Logo of MSmédecine/sciences : m/s
Med Sci (Paris). 37: 13–14.
doi: 10.1051/medsci/2021217.

Axel Kahn, scientifique combattant

Marc Peschanski*, Rédacteur en chef de m/s (1998-2002)

Corresponding author.

MeSH keywords: Humains, Médecins

 

« Quel dommage qu’il se disperse dans tant de combats, il aurait pu décrocher un Nobel ! » En creux cette remarque, qu’un des pères fondateurs de médecine/sciences livrait à ma perplexité à propos d’Axel Kahn, résume sans doute parfaitement les sentiments que nous avons été nombreux à partager : nous avons admiré le scientifique, nous avons aimé le combattant. C’est d’ailleurs en combattant qu’il est entré dans ma vie. C’était il y a longtemps, la ministre Alice Saunier-Seïté nous avait traités de « chercheurs en chaise-longue », le secrétaire d’État Pierre Aigrain en avait profité pour rédiger des décrets dont l’application aurait réduit à néant les efforts de structuration des instituts de recherche. à la suite d’une assemblée générale tumultueuse, nous avions passé quelques heures nocturnes à rédiger un appel autour de Gisèle Guilbaud, ma directrice de thèse.

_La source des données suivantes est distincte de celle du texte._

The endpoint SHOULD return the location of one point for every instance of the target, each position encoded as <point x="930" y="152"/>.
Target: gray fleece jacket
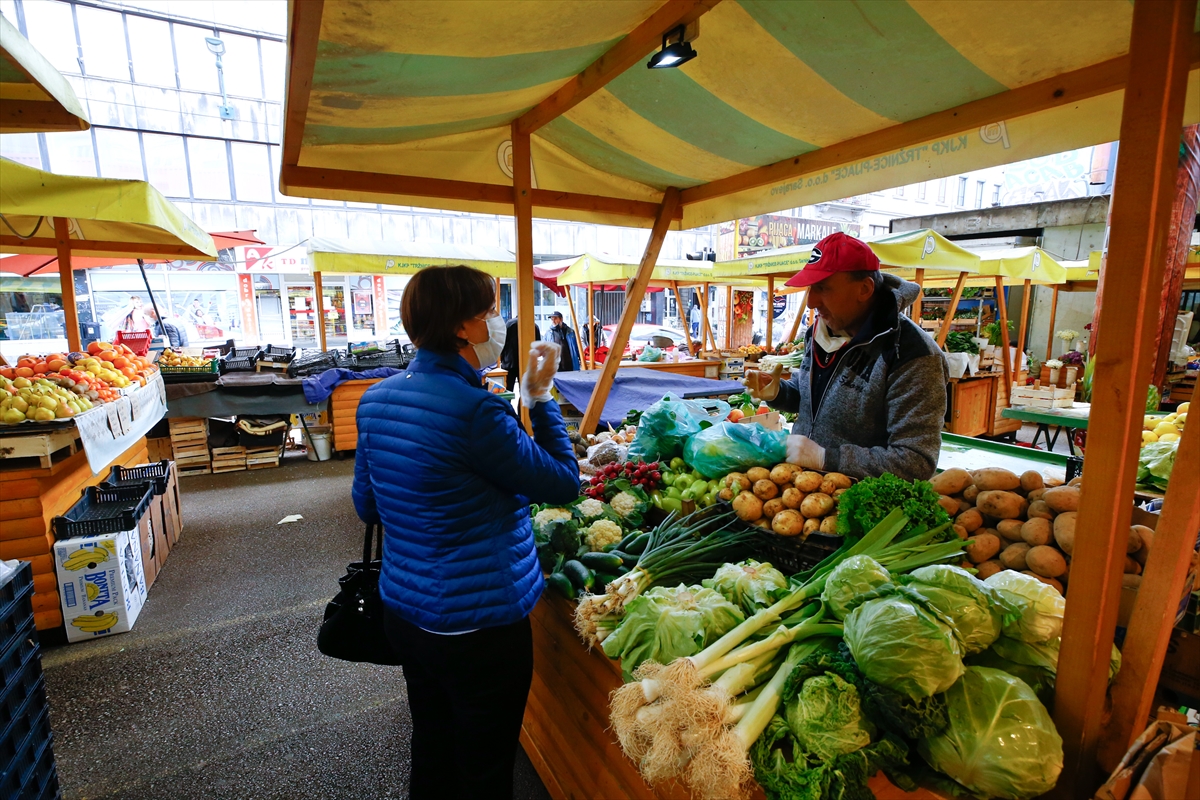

Au matin, elle nous avait dit : « nous devons le montrer à Axel ». Je le connaissais si mal que je l’appelais « Alex » avant de m’enfoncer profondément dans le plancher sous le regard qu’il me jeta ! Car notre petite troupe, deux heures plus tard, était serrée debout dans son tout petit bureau de Cochin, à regarder ce jeune homme d’à peine 35 ans faire ce que je pensais n’être, peu perspicace, que des ronds sur nos « i »…, à la sortie, nous avions dans les mains le texte percutant autant qu’informatif dont nous avions rêvé sans l’atteindre toute la nuit. Il allait déclencher une vague de signatures d’une telle puissance dans notre communauté que les décrets disparurent rapidement d’un paysage dans lequel ils n’auraient jamais dû apparaître. Ses compagnons dans le combat, voilà ce que nous étions, et ses élèves déjà.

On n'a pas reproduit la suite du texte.